Let's imagine that there is a relationship between penalty minutes and goals scored. You can imagine this relationship work on two different levels:
You can imagine that the relationship between penalty minutes and goals scored could work on 2 different levels:
1. Between-player effect. More aggressive players score more goals. A relationship between CAREER-AVERAGE penalty minutes and goals would suggest that the relationship is driven by between-player differences.
2. Within-player effect. When a given player plays more aggressively, they also score more goals. A relationship between SEASON-AVERAGE penalty minutes and goals would suggest that this relationship is driven by within-player differences.
However: when we examine season-averages we are “smushing together” variability driven by season-to-season changes within a player, and variability driven by differences between player skill. In other words, a top player may still score more goals even when they're having a poor season relative to a less skilled player.
Do aggressive players score more? Or do players score more when they play more aggressively? To better answer this question, we can center our variables.
If we take each player's season average (for penalty minutes & goals), and subtract it from their career average, we can isolate season-to-season variability.
Centering variables
So how did I center my variables? First, I created a variable that holds career-average penalty minutes and goals for each players. Let's call it player_stats
.
player_stats = season_goals %>%
dplyr::select(player, penalty_min, goals) %>%
group_by(player) %>%
summarize(ave_penalty = mean(penalty_min), #Career-average stats for player
ave_goals = mean(goals))
Then, I merged player_stats with season_goals
, my data.frame that holds season-average goals and penalty minutes.

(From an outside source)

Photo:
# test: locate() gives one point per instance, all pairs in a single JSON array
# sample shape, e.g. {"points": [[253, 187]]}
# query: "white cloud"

merged = merge(season_goals, player_stats, by = 'player')
Now creating the centered variables is a piece of cake.
We center each player's season-average penalty minutes (season_penalty
) on their career-average penalty minutes (ave_penalty
) to create the variable penalty_c
. (We do the same thing for goals).
merged = merged %>%
mutate(penalty_c = season_penalty - ave_penalty,
goals_c = season_goals - ave_goals)
penalty_c
now shows how a player's penalty minutes changes from season-to-season, holding ave_penalty
constant.
Negative values of penalty_c
indicate seasons where a player had lower than average minutes in the penalty box, and positive values indicate seasons where a player had higher than average minutes in the penalty box. In this case, average refers to their own personal average.
What does it buy us?
When we plot season-average penalty minutes against goals scores, it looks like there might be a relationship between these two variables:
But, it's a bit messy. In this figure we are smushing together variability between-players (e.g., high-scorers) and variability within a player (e.g., when someone is having a particularly good or bad season).

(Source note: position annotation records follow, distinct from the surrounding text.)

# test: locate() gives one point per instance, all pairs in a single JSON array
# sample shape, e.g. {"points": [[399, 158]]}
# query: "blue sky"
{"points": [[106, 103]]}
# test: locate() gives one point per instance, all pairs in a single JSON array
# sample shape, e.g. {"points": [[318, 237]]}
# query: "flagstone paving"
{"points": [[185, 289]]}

Now, let's plot the relationship between these two variables when we center them on a player's career average:
Here, the relationship becomes more clear. In a given season, when a player has more penalty minutes than their career average, they also score more goals than their career average.
Could this just be driven by how much play-time a player gets in a given season? Possibly! But this also illustrates how in this figure we are isolating change within a player, by holding their career averages constant.